Texas House Approves TWIA Overhaul
The Texas Windstorm Insurance Association, the often-tapped insurer of last resort for Gulf Coast property owners, looks poised to get a major overhaul.
The Texas House on Sunday tentatively approved legislation that would reshape the quasi-governmental body by changing its funding structures and arguably giving coastal Texans more representation in its decision-making.
Supporters say the proposal will make the insurer, which has faced criticism and financial difficulties over the years, more fiscally sound.
“This is a bill that is good for Texas and all Texans,” said Rep. Greg Bonnen, R-Friendswood, who pushed the bill in the House.
Currently, insurance agents and coastal residents split representation on the association’s nine-member board, and one inland Texan provides a swing vote that critics say too often leans toward insurers. Under the proposal, insurance companies, coastal residents and inland Texans would each have three members.
Under the bill, payouts for catastrophic storms would come from a mix of premiums, public securities and a catastrophe reserve trust fund.
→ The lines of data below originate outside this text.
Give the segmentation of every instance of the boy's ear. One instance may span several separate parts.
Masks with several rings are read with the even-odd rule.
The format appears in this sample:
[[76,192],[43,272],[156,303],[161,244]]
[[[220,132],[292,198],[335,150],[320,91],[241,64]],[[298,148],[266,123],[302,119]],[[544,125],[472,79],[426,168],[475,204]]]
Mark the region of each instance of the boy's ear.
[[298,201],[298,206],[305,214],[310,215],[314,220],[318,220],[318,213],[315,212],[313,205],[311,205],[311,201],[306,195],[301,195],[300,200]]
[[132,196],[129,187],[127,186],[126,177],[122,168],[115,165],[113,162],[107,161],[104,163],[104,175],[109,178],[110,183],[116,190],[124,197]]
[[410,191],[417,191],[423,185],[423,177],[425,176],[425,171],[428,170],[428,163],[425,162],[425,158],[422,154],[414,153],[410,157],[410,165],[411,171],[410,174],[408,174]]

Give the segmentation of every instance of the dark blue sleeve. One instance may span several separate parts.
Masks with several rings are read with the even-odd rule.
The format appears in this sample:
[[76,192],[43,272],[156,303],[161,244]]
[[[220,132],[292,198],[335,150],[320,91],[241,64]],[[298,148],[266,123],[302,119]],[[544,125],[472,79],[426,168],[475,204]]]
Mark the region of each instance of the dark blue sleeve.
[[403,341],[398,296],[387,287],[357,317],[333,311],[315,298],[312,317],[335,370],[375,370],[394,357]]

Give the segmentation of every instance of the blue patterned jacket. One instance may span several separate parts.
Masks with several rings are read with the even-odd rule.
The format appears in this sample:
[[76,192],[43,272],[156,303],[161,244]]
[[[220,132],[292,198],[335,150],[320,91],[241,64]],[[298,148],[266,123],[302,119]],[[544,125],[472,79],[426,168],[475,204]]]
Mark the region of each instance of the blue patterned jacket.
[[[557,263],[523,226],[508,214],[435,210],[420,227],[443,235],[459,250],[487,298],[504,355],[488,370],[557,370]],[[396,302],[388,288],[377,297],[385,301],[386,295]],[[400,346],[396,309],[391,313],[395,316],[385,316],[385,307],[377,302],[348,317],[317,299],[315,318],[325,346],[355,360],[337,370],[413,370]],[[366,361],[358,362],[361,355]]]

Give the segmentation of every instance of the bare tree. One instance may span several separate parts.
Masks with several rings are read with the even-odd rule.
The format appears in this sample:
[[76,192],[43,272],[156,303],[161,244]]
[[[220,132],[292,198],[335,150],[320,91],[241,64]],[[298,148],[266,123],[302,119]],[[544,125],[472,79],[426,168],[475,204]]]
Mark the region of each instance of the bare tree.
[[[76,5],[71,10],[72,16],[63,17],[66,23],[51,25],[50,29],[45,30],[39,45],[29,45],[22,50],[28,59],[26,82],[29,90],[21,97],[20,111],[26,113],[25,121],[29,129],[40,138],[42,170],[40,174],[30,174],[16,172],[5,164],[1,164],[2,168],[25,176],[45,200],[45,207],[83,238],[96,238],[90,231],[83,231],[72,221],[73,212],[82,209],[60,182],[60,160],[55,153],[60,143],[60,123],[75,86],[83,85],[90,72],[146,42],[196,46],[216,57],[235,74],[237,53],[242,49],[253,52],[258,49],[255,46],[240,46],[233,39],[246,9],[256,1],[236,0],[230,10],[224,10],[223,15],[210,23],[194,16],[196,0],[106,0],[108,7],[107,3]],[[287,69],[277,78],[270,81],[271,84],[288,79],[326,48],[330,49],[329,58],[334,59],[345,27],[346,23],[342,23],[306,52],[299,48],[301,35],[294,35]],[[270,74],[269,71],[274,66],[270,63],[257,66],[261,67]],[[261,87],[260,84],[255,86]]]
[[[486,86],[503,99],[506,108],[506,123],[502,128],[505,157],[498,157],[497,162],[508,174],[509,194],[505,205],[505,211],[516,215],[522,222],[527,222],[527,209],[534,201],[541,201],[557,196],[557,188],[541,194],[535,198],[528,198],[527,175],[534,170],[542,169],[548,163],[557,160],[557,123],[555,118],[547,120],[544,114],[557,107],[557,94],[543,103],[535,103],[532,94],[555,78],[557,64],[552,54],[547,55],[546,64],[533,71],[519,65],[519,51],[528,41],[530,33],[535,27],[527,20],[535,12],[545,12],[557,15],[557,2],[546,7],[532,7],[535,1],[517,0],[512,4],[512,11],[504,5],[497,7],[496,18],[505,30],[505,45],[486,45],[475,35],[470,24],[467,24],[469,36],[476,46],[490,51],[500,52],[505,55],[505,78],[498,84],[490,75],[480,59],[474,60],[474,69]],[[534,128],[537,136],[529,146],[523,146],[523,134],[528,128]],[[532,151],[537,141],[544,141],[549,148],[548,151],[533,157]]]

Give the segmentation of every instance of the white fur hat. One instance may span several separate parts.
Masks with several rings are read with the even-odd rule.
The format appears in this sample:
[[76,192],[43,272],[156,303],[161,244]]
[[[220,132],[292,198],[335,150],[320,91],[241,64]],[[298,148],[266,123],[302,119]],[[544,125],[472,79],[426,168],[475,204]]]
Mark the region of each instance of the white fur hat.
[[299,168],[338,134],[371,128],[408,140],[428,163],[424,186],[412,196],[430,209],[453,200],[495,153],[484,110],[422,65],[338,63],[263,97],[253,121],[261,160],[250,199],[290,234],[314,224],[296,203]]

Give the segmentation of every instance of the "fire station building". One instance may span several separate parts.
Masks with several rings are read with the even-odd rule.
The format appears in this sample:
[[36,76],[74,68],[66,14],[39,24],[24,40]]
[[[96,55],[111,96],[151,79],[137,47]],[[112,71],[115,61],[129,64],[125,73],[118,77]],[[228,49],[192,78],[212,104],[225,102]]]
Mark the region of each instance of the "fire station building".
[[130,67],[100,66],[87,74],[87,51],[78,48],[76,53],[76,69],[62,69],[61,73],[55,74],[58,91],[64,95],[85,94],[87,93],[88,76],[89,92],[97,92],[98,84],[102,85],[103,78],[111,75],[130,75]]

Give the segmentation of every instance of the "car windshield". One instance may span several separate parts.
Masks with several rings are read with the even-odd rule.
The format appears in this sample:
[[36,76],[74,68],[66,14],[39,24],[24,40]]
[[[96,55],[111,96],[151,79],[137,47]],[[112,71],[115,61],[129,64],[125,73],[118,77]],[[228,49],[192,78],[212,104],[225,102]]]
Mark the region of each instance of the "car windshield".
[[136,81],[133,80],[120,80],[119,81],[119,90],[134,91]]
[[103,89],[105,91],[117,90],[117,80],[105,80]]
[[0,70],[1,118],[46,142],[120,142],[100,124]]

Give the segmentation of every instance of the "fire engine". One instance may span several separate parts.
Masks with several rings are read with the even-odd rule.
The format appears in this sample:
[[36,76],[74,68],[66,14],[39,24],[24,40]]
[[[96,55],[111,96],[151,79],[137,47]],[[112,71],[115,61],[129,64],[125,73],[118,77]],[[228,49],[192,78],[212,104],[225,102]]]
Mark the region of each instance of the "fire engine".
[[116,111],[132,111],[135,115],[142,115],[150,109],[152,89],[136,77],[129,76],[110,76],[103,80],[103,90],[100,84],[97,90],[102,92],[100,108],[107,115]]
The chamber advanced Senate Bill 900 in a 80-47 vote that followed a testy debate that saw the agency’s critics – led by Rep. John Smithee, R-Amarillo – propose several failed amendments aiming to advance the notion that payouts from the association boost insurance rates across the state.
“My constituents don’t get any benefit,” Smithee said, saying the state-backed insurer was leveling a “tax” on all Texans.
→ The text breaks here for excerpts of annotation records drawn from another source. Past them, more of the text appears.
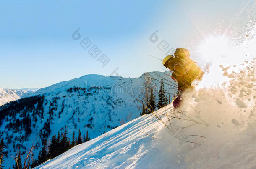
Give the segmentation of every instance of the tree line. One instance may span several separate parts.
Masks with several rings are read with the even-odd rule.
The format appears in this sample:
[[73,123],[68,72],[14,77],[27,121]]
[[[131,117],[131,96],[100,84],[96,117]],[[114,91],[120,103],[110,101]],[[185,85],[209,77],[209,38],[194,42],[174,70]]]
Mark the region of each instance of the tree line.
[[159,109],[170,103],[170,101],[165,95],[166,92],[164,88],[162,76],[161,81],[161,86],[158,91],[157,103],[156,103],[155,101],[155,96],[154,93],[153,88],[148,83],[146,83],[145,86],[146,91],[144,99],[146,104],[143,104],[141,115],[149,114],[151,112],[155,111],[157,107],[158,109]]
[[[78,134],[77,137],[75,136],[75,132],[73,132],[72,138],[72,141],[70,141],[70,139],[68,138],[67,134],[68,131],[66,127],[64,132],[58,132],[57,135],[54,134],[52,136],[50,140],[50,143],[47,145],[46,139],[43,141],[43,146],[40,150],[38,154],[37,159],[33,158],[32,152],[31,151],[28,153],[27,156],[28,158],[24,158],[23,160],[21,154],[21,150],[19,147],[18,147],[18,151],[13,159],[15,161],[15,164],[13,166],[14,169],[26,169],[34,168],[46,161],[52,159],[57,156],[66,152],[69,149],[81,143],[86,142],[90,140],[88,134],[88,131],[86,133],[86,136],[84,135],[82,136],[80,130],[78,130]],[[31,150],[34,149],[34,145]],[[0,169],[4,168],[3,165],[4,157],[5,156],[5,146],[3,142],[3,139],[2,139],[0,142]],[[23,162],[24,164],[22,164]]]

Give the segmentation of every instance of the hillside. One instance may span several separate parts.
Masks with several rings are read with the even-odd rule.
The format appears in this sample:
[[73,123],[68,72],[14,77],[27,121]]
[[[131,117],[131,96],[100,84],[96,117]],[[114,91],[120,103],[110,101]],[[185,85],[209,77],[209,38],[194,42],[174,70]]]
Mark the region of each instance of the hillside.
[[35,88],[9,89],[0,88],[0,106],[9,101],[26,97],[37,90]]
[[36,169],[255,169],[255,67],[251,61],[221,86],[185,93],[179,110],[167,105]]
[[10,162],[7,165],[11,166],[11,156],[19,146],[24,154],[35,140],[36,159],[43,141],[49,143],[53,135],[63,132],[66,127],[68,138],[73,132],[77,137],[80,130],[82,137],[88,131],[91,139],[139,117],[142,104],[137,99],[143,100],[145,83],[153,87],[157,101],[162,75],[166,91],[173,93],[173,87],[167,85],[173,82],[170,73],[156,71],[128,78],[86,75],[3,106],[0,137],[8,145],[5,161]]

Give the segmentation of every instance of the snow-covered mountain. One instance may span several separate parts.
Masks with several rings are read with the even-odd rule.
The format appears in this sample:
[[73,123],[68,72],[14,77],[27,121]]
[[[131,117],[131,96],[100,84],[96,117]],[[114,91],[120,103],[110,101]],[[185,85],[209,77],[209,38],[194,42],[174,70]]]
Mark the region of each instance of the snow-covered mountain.
[[37,88],[9,89],[0,88],[0,106],[9,101],[26,97],[37,90]]
[[69,138],[73,132],[77,137],[80,129],[82,136],[88,131],[93,139],[139,117],[142,105],[138,100],[143,101],[145,84],[153,88],[157,101],[162,76],[167,92],[174,92],[170,75],[155,71],[128,78],[86,75],[3,105],[0,107],[0,137],[8,145],[8,160],[5,161],[10,162],[7,166],[11,166],[11,156],[18,147],[24,153],[35,139],[37,159],[42,141],[46,139],[49,143],[54,134],[63,132],[65,127]]
[[219,87],[183,93],[178,110],[141,116],[35,169],[255,169],[256,66],[230,71]]

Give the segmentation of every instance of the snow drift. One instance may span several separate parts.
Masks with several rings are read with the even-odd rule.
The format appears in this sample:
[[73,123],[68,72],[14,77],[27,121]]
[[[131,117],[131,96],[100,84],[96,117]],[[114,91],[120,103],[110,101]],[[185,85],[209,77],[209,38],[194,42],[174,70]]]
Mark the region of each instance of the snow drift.
[[254,61],[221,87],[185,93],[179,110],[167,106],[36,168],[255,168]]
[[256,168],[256,43],[230,49],[229,62],[218,58],[178,109],[168,105],[36,168]]

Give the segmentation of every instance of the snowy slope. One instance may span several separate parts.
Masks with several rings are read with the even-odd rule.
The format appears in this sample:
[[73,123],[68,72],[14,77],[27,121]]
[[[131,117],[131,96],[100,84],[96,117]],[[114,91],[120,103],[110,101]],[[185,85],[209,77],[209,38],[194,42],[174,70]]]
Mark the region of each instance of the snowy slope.
[[255,61],[248,66],[221,87],[187,91],[178,110],[167,106],[35,168],[256,168]]
[[25,97],[28,94],[37,90],[37,89],[36,88],[9,89],[0,88],[0,106],[9,101]]
[[46,139],[49,143],[65,126],[69,138],[73,132],[77,137],[80,129],[82,137],[88,131],[93,139],[139,117],[142,105],[136,98],[143,100],[146,82],[154,88],[156,101],[162,75],[166,91],[174,93],[174,87],[167,85],[173,82],[170,73],[155,71],[128,78],[86,75],[39,89],[30,94],[31,97],[0,107],[0,137],[9,143],[5,159],[10,164],[7,166],[11,166],[11,156],[19,146],[21,153],[25,153],[36,138],[34,157],[37,158],[42,141]]

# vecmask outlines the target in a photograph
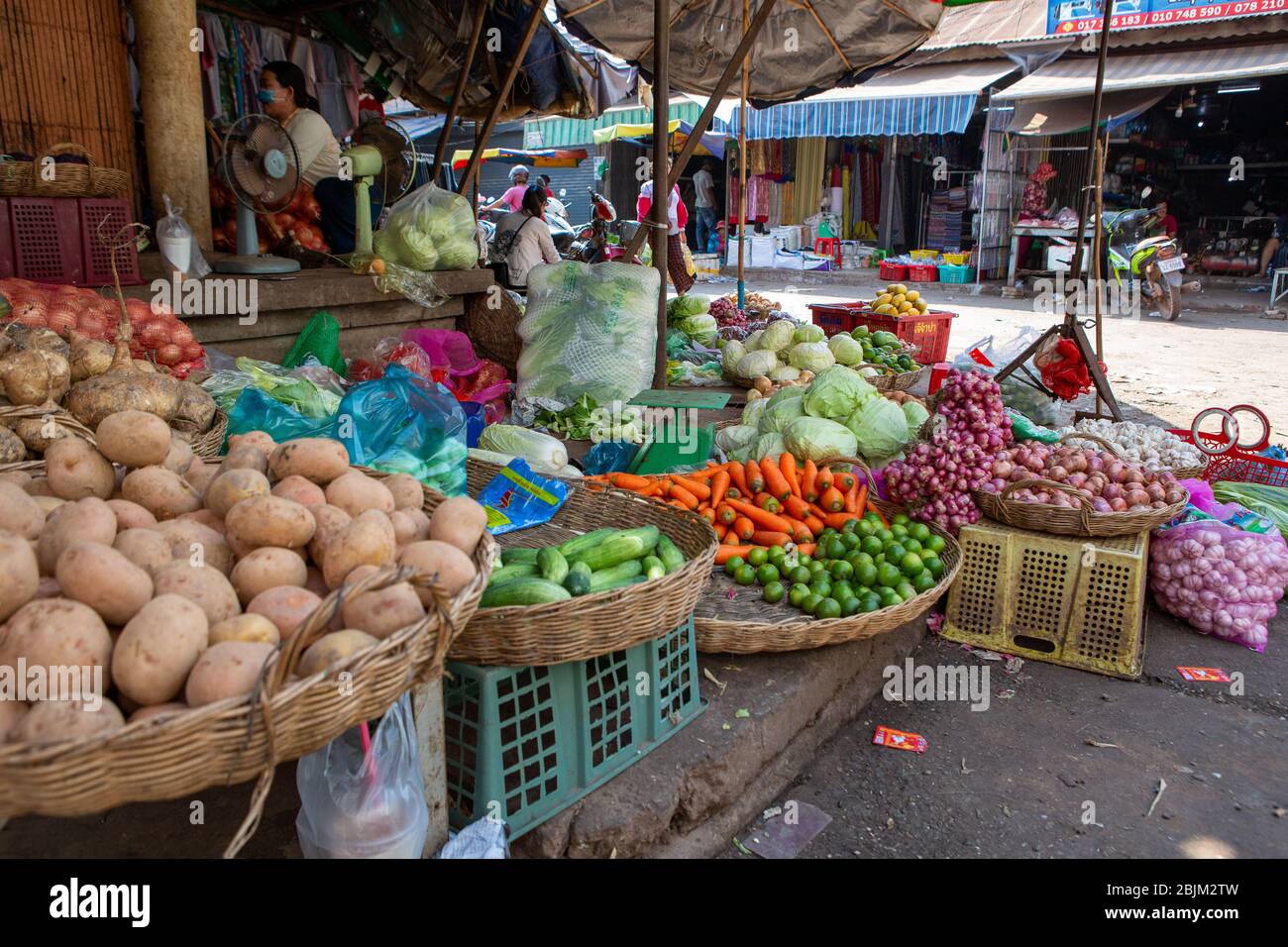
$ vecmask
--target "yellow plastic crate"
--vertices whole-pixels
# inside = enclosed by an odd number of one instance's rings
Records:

“Every time there’s a hail storm, or a small windstorm, we are going to be assessed,” he added.
Supporters of the bill repeatedly questioned Smithee’s statements about how much the proposal could affect statewide insurance rates, and at one point in the debate the exclamation “liar” echoed across the chamber.
“Dividing Texas up whenever there’s time of disasters, that’s not historically how we’ve done things,” said Rep. René Oliveira, D-Brownsville.
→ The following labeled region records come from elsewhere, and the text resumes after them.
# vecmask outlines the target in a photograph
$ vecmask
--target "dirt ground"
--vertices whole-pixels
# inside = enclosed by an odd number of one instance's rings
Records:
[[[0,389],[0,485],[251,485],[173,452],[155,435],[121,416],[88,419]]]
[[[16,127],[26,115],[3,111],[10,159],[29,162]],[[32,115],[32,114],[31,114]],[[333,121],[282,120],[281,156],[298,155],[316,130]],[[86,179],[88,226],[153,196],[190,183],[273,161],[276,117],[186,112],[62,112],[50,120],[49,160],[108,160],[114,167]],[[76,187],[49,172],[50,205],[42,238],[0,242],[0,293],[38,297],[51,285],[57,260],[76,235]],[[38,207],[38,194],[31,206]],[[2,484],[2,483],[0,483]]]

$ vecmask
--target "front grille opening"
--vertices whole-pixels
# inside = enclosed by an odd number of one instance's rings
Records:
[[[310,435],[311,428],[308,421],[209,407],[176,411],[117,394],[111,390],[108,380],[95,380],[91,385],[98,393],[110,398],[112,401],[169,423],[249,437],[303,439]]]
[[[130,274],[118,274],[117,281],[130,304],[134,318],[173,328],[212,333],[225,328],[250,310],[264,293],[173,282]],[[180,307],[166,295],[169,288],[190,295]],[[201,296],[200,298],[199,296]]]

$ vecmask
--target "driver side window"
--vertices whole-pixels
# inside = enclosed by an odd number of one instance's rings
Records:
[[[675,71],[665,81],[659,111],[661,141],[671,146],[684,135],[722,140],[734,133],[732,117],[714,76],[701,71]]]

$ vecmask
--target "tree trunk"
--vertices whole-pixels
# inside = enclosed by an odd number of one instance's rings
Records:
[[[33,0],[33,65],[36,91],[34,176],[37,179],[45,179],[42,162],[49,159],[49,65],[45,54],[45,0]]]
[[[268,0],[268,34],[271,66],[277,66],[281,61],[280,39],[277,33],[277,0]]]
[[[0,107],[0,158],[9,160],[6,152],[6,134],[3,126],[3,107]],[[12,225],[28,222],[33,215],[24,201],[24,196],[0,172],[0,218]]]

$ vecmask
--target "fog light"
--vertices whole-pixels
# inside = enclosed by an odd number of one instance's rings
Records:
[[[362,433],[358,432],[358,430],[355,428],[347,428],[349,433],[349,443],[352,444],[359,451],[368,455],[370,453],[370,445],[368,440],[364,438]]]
A version of the bill passed earlier by the Senate would rename the body the Texas Coastal Insurance Association. The association would retain its current name under an amendment tacked on in the House.
The question of how to insure property in windy regions has been a contentious topic in the Texas Legislature for years. But it quickly turned into a political tornado after Hurricane Ike roared ashore in 2008 and spawned thousands of lawsuits over systematic claims mishandling by the insurance association.